Luckily, my pharmacist knows I’m no millionaire and called to warn me the pills would cost $90 for four. Wow. I could just go knock back two decent martinis and kill my pain that way. But no, this is a drug that builds bone and I need some more of it, so generic might be my only choice.
I grew up in Canada, whose regulatory environment, and healthcare system, is not run entirely for profit but to minimize costs and maximize patient care. I was younger and healthier so almost never needed a prescription for anything.
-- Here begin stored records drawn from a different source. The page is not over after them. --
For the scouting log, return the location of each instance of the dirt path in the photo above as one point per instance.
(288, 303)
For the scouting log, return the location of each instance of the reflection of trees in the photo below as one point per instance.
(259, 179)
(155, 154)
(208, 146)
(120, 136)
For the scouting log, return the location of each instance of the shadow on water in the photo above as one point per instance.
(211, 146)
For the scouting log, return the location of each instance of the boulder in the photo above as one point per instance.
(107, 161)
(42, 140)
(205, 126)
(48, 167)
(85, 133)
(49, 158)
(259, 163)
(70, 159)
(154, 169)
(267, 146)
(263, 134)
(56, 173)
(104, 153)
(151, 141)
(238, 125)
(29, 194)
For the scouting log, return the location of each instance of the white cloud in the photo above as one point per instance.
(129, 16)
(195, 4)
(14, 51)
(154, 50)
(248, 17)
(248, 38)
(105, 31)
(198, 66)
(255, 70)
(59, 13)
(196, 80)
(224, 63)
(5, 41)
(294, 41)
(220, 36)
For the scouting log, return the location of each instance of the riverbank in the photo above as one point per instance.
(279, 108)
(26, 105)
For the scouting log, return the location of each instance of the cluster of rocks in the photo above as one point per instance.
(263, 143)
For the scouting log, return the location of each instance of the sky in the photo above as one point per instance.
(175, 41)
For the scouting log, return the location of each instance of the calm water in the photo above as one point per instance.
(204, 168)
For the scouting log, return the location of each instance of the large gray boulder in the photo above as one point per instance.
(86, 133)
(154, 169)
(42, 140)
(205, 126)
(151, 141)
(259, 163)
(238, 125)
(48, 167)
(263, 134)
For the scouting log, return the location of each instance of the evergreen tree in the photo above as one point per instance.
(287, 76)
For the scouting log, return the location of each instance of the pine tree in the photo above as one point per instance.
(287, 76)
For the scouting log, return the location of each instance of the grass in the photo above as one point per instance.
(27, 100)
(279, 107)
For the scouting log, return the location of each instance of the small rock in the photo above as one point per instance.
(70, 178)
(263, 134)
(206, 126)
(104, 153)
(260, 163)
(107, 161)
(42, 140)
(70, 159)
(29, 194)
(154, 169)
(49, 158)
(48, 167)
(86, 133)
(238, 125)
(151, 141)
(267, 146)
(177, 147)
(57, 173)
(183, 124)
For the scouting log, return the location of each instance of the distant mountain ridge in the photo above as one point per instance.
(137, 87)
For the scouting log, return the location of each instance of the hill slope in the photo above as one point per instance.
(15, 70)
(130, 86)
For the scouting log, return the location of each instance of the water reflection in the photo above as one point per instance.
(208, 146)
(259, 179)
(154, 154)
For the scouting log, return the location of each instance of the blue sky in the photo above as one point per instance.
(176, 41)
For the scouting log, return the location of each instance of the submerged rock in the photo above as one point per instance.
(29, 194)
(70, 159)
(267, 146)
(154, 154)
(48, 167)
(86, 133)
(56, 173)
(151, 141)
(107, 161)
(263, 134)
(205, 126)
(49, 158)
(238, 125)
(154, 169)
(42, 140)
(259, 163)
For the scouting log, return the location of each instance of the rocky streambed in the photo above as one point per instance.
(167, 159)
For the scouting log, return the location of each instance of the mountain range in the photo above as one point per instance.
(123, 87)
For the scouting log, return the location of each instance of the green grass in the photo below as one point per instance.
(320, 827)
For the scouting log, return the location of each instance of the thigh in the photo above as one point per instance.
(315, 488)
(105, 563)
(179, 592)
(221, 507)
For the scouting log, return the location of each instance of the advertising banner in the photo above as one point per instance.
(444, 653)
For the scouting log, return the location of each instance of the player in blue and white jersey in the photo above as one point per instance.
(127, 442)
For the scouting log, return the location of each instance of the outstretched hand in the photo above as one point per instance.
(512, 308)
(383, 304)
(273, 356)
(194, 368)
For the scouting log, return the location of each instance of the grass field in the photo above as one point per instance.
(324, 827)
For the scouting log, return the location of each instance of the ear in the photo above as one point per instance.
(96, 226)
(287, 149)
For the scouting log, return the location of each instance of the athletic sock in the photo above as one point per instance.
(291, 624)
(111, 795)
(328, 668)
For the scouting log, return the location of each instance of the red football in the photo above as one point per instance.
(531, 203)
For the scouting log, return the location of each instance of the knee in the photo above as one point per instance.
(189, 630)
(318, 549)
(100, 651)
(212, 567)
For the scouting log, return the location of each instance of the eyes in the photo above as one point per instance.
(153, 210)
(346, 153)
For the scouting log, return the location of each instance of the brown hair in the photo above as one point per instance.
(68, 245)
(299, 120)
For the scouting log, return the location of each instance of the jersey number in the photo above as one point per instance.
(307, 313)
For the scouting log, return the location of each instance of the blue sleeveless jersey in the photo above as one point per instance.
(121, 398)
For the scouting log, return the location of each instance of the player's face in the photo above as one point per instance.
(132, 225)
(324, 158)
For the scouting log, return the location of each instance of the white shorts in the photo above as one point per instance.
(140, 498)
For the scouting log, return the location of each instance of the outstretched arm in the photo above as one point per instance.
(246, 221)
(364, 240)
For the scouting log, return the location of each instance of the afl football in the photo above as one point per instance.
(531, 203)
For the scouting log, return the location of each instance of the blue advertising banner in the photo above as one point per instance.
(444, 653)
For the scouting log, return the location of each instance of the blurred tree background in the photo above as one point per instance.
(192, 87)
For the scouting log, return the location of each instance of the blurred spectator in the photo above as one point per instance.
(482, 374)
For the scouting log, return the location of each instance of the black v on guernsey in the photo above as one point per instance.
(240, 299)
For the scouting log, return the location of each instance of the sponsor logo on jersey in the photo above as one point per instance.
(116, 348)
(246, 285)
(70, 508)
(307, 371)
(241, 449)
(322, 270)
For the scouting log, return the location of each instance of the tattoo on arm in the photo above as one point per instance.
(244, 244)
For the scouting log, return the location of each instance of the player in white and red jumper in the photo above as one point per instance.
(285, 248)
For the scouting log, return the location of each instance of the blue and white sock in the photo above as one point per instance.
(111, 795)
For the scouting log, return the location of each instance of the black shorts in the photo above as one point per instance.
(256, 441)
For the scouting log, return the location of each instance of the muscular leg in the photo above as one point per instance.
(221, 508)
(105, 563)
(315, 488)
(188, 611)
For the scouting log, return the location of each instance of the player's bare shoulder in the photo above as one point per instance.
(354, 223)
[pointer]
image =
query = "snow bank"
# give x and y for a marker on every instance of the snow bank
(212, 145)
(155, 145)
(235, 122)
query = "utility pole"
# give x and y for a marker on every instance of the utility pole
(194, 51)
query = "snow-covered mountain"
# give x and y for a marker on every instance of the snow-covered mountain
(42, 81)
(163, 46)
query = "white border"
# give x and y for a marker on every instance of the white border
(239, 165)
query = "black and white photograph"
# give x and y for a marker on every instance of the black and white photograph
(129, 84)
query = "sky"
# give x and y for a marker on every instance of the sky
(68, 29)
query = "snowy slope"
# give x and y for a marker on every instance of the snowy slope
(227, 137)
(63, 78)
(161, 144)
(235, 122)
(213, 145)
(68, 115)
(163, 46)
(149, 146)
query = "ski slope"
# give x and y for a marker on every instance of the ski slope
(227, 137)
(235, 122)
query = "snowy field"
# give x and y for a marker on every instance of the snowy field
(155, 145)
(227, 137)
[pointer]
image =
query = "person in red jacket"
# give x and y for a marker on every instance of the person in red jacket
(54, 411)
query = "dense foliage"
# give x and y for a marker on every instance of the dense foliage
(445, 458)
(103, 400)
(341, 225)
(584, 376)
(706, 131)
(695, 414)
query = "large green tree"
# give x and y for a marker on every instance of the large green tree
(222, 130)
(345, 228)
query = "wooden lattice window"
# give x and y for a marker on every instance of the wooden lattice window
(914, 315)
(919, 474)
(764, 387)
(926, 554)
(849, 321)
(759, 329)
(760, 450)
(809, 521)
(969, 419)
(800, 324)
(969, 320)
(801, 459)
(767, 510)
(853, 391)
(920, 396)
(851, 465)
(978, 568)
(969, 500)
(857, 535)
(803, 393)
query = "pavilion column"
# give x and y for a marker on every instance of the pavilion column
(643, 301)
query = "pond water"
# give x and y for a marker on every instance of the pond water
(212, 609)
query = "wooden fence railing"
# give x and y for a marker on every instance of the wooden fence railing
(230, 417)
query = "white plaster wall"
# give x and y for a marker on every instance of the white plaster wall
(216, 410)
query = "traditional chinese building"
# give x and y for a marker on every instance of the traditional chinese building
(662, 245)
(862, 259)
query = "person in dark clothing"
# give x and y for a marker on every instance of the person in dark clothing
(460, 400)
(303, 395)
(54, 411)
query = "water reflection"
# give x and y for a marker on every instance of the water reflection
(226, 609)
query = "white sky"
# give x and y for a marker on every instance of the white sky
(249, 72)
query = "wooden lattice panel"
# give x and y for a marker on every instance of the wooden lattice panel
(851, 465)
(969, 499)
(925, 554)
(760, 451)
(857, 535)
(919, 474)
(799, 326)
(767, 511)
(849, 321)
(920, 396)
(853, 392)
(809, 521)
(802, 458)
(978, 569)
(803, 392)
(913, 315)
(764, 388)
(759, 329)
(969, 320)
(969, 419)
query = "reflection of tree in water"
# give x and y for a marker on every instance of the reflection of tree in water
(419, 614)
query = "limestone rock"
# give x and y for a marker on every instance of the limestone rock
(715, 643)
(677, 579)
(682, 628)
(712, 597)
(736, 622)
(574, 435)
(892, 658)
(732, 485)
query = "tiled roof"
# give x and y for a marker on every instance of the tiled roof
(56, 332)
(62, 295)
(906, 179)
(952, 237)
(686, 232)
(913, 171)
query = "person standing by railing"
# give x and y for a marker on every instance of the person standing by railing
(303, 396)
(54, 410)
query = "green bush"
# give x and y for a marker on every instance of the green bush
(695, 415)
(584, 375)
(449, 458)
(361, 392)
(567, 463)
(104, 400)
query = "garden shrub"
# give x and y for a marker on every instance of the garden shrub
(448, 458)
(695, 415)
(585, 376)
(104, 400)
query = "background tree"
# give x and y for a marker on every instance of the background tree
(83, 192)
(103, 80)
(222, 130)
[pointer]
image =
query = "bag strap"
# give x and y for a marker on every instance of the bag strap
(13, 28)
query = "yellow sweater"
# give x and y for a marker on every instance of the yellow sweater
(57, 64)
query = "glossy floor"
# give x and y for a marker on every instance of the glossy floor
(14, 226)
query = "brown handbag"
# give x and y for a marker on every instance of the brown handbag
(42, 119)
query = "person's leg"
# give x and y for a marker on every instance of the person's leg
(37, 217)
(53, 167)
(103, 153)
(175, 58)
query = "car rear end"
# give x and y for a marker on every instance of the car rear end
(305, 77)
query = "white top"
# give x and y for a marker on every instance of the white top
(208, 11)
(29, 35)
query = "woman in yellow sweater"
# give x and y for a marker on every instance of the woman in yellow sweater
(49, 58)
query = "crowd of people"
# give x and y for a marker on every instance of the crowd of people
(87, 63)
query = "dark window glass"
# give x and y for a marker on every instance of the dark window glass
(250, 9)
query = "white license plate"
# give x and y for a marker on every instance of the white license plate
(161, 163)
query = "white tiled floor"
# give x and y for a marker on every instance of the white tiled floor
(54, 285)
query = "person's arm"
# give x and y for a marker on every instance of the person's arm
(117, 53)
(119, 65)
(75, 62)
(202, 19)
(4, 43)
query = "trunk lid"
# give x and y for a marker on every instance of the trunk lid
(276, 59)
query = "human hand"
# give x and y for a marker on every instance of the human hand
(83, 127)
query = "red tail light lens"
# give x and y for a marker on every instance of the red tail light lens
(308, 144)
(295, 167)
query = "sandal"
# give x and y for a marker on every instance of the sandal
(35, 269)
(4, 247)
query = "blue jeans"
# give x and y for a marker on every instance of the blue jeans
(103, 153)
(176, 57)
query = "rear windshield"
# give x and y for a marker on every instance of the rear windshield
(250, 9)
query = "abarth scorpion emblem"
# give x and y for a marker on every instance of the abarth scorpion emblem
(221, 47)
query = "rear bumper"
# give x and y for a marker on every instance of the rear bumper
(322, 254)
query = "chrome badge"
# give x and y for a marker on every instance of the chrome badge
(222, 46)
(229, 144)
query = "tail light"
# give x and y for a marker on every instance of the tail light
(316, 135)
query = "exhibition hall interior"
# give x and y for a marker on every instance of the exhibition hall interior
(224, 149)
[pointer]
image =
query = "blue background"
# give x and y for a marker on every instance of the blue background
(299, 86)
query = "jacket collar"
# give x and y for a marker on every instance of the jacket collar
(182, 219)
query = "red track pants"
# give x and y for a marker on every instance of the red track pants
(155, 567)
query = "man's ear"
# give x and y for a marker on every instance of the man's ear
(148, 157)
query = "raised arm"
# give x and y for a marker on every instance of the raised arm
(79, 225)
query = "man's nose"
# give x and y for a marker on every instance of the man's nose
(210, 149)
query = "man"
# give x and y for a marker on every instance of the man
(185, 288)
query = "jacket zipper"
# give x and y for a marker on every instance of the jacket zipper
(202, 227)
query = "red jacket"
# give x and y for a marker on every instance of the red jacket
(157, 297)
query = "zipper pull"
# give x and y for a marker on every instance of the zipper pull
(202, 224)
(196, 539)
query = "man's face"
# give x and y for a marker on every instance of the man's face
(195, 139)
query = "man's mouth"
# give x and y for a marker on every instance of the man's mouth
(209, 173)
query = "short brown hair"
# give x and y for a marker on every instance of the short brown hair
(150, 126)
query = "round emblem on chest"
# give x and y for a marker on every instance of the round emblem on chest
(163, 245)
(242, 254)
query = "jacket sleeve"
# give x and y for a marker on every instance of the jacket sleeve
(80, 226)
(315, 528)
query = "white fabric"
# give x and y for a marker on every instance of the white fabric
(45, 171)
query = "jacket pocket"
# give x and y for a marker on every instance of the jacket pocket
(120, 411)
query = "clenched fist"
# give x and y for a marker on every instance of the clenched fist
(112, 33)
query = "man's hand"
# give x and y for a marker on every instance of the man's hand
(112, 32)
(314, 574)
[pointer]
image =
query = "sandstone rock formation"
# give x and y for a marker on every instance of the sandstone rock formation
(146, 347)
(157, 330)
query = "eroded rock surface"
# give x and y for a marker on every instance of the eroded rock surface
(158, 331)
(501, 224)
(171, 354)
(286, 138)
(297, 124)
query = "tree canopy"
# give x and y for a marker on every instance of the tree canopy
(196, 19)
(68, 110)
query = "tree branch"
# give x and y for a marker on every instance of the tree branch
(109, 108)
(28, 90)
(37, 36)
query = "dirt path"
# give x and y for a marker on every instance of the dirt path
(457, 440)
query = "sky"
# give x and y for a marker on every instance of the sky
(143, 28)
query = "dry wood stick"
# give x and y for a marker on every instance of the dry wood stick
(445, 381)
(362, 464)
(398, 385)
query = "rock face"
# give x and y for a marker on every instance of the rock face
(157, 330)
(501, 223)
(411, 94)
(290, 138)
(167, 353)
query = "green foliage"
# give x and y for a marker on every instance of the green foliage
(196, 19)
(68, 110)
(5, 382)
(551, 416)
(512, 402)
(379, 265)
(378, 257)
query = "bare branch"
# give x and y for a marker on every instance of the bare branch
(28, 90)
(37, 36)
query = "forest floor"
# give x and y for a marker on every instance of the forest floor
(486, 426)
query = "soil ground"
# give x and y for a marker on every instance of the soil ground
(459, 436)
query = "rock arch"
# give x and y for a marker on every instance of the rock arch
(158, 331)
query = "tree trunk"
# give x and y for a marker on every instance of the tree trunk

Drug prices in the U.S. leave me open-mouthed. I know my pills are dirt cheap compared to many others.
But what a charming whack on the kneecaps! I need those pills to help my hip, to avoid a $50,000 surgery that will demand a 4 to six-week recovery and rehab, another challenge for someone self-employed who doesn’t get paid sick days.
I work, I get paid. I don’t work, I don’t.
Millions of Americans fear and loathe any medical system that doesn’t offer the choice of a supermarket and the speed of a Concorde. But when you’re faced with a stagnant, falling or no income — and rising medical costs — it’s no time to have your wallet’s contents surgically removed by corporate greed.